KSU student donates blood stem cells to stranger with leukemia

Many college students are focused on having fun and making good grades, not saving the lives of complete strangers. One Kennesaw State University student recently gave his own blood stem cells, to help save a patient in Washington, D.C. Now that student hopes to encourage others to become donors.

Adam Prather, 20, is sharing his story with fellow students at KSU. As a freshman, one day on campus, Adam randomly signed up for "Be the Match," a donor registry for patients with blood cancers. Two years later, he got a phone call.

"It came up out of nowhere and I'd not forgotten about it, but I didn't think anything would come out of it and so when it did, it was a complete shock and I was ready for the next step," Adam says.

Adam's DNA, from a cheek swab on campus, matched with a 65 year old man suffering from Acute Lymphoblastic Leukemia.

"There are about four rounds of blood work you have to go through. They came back and said you're a potential match,  then it went into a good match,  then it was you're the best match we could ever get for this particular patient," explains Adam.

As a kid, Adam lost a cousin who received a bone marrow transplant. He says he didn't hesitate. He wanted to help this stranger.

"I've been on the other end of people needing it and I know how tiresome and longing it is to wait for a recipient to come, so for me to be able to give someone the chance at life again… I have to be able to take it," Adam shares.

Last month, Adam flew to Washington, D.C. For the 6.5 hour procedure, collecting his blood stem cells.

"I was hooked up to two needles, two IV's, one in each arm. They take it out of one arm, it goes through the machine and then they put the blood back in once they get what they need out of your blood," explains Adam.
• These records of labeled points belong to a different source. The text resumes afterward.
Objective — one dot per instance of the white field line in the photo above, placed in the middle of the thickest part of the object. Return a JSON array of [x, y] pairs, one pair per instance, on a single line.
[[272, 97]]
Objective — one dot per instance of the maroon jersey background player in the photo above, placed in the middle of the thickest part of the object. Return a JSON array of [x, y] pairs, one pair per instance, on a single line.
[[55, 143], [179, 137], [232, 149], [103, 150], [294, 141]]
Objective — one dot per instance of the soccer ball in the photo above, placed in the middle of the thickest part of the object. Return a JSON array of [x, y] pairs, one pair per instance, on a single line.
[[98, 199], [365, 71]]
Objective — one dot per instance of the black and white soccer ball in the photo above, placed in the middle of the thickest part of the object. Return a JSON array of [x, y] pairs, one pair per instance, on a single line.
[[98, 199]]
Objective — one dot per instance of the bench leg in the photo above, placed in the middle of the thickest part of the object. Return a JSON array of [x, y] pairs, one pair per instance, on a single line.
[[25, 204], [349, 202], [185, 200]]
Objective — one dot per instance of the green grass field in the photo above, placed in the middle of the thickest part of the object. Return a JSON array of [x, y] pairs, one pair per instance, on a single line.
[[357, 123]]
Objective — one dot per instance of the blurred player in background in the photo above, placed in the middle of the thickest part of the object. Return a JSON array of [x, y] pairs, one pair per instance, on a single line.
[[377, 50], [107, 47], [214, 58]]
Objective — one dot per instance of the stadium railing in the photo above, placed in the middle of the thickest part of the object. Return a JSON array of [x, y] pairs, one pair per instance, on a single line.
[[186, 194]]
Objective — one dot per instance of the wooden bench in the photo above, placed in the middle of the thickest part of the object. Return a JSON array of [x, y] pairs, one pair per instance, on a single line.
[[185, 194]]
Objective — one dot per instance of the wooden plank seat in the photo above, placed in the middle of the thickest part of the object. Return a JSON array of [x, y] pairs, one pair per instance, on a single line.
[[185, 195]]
"Be the Match" says every 3 to 4 minutes someone is diagnosed with a blood cancer. 70 percent of patients have to rely on strangers, donors from a registry.

"I had people ask me once I got back, in youth group and everything else, "Would you do it again?" And absolutely, if they called tomorrow and said, you're a match with somebody else, I would do it again, as soon as I could, I'd do it again," Adam adds.

Now Adam hopes to keep sharing his positive experience, and get more people signed up on the registry. "I've seen the second chance at life that it gives people, to have that, you have to have people willing to donate," he says.

Adam is working with "Be the Match" and KSU to get a donor drive on campus in the fall. "Be the Match" covered all his family's expenses for the trip to D.C. for his donation. He said his professors were very supportive and let him make up work while he was away. In the future, he's hoping to be able communicate with the 65 year old man he helped.